Retirement Planning With Annuities–Options When Using An Annuity For Payments During Retirement

Many individuals who are seeking out methods to plan for their retirement typically have some form of investment through either a 401(k) plan or an IRA, but options like annuities are also a popular product which consumers have used to begin planning for their retirement as these types of retirement investment vehicles can be used for a steady source of income to individuals after they retire. Obviously, there are numerous choices when it comes to planning for retirement, but annuities have given investors the option to receive payments over a set period of time which can be helpful when expenses arise later in life after an investor has retired.

Essentially, someone who invests in an annuity will make a payment to a financial institution and after an agreed-upon time, an investor will begin receiving payments at a future date which can be either short-term or long-term in their duration. Usually, investors will receive either a monthly payment or they may opt for quarterly or yearly payments, as well. Again, these payment opportunities can be granted to an investor depending upon the length of their payment which is chosen, as some men and women ask for these payments to be doled out over a few years while others look for payments to be given in intervals for the rest of their life. Obviously though, these factors can also determine the amount of an investor’s payment.

In many cases, investors will either opt for a deferred annuity or an immediate annuity plan as a way to begin collecting payments or delay payments until they have retired.
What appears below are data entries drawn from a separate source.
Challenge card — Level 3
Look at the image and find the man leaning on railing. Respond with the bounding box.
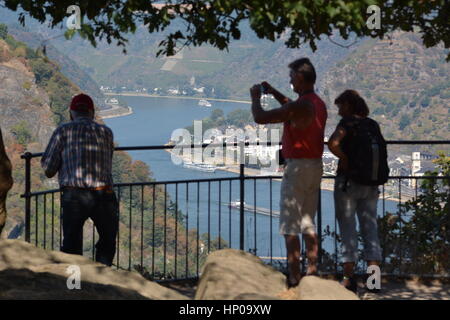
[41,94,118,266]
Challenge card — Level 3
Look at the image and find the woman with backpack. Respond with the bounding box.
[328,90,389,293]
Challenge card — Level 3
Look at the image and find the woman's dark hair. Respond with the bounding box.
[334,90,369,117]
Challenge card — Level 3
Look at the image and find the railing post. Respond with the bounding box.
[317,182,320,267]
[24,152,31,242]
[239,141,245,250]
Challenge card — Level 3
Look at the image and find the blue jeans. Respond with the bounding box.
[334,175,381,263]
[61,189,119,266]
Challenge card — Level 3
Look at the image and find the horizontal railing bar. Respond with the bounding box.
[20,175,450,198]
[20,140,450,159]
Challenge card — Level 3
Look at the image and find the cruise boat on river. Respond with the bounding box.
[183,161,216,172]
[198,99,212,107]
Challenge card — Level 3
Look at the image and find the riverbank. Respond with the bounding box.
[165,149,412,202]
[104,92,252,104]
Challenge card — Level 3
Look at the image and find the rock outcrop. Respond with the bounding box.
[195,249,286,300]
[292,276,359,300]
[0,240,187,300]
[195,249,358,300]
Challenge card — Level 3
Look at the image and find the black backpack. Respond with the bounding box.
[346,118,389,186]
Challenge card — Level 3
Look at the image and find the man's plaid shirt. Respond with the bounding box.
[41,118,114,188]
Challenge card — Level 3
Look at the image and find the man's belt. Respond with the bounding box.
[61,186,113,192]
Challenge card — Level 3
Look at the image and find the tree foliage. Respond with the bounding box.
[379,153,450,274]
[0,0,450,59]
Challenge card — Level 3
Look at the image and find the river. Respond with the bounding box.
[104,96,396,257]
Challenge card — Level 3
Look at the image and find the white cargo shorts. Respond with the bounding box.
[280,159,323,235]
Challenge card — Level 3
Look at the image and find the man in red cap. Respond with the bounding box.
[41,94,118,266]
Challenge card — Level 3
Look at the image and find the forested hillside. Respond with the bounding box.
[0,25,214,273]
[324,32,450,140]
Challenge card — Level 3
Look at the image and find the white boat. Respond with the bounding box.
[183,161,216,172]
[198,99,212,107]
[228,200,246,209]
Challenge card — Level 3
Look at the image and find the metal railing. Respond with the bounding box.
[22,141,450,279]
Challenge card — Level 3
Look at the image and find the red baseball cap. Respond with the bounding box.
[70,93,94,112]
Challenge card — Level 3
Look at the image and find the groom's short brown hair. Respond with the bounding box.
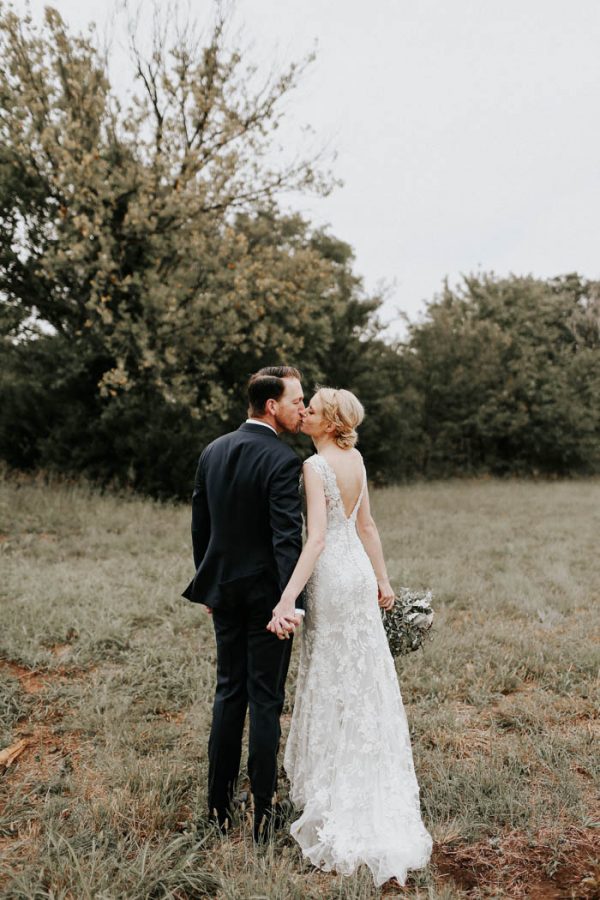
[248,366,302,416]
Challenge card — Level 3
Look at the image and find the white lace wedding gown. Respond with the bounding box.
[284,454,431,885]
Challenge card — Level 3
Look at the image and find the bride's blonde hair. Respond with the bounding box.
[316,385,365,450]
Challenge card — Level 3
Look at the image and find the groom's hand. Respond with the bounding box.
[267,597,301,640]
[267,615,300,641]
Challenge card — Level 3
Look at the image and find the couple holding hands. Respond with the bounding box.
[184,366,432,885]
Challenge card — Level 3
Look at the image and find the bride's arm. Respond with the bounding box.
[267,463,327,637]
[356,488,394,609]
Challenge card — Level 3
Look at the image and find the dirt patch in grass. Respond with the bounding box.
[0,659,46,694]
[0,645,93,694]
[433,826,600,900]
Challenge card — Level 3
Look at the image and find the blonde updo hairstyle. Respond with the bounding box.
[316,385,365,450]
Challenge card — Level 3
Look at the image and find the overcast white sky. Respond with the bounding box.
[21,0,600,331]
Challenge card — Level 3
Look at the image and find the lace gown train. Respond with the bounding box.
[284,454,431,885]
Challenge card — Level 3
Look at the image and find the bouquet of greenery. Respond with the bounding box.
[381,588,433,657]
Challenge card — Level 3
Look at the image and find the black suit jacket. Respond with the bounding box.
[183,422,303,608]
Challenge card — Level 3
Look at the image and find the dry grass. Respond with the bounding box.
[0,479,600,900]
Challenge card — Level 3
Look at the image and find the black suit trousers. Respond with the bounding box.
[208,585,292,820]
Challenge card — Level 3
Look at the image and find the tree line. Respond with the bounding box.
[0,6,600,496]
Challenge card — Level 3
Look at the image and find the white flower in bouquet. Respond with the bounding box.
[382,588,433,657]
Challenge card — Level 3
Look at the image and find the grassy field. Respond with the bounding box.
[0,479,600,900]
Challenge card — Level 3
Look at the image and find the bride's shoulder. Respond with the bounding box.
[303,453,327,472]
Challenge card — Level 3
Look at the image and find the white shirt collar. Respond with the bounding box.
[246,419,277,434]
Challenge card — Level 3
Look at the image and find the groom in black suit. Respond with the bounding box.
[183,366,304,841]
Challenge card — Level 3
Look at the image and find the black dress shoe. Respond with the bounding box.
[252,800,293,844]
[208,809,233,834]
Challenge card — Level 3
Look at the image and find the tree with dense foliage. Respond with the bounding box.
[0,3,380,491]
[0,0,600,496]
[408,275,600,475]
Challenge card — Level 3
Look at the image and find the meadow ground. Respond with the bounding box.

The deferred annuity allows an investor to begin contributing money until a time where they began taking these withdrawals, which again is usually after they have retired, but there are also opportunities for investors to take advantage of an immediate annuity, which can allow for payments to be received by an investor after their first investment. While these options can be beneficial for different individuals, when it comes to retirement planning, those who are not nearing their age of retirement typically will defer their annuity payout so as the funds they contribute will be able to grow over time.

While annuities may be an excellent investment for some, there are also benefits from this type of retirement investing as individuals are not limited on the amount of money they can contribute each year, which is not the case for other retirement investment plans, yet there are those who feel that investing in annuities needs to be done with caution as there are some fees which could create financial strain in the life of an investor. Obviously, there are fees which must be paid for most types of retirement account, but with annuities there are typically commission fees and, as with 401(k)s or IRAs, fees may be a paid if money is withdrawn from an annuity early.

Again, there are numerous forms of retirement planning investment opportunities which may be used, like 401(k)s from one’s employer or popular Roth IRA plans, but annuities are another way which many individuals have used to begin securing some sort of financial safety net for when they retire and will need a stable source of income. While annuities may be helpful for some, they do offer both pros and cons for investors and, depending upon one’s situation, could be beneficial for retirement planning or may be unhelpful in the long run. Yet, since many advisers often suggest that consumers diversify their retirement plans, annuities are yet another route which can be used for investors to find security when they retire.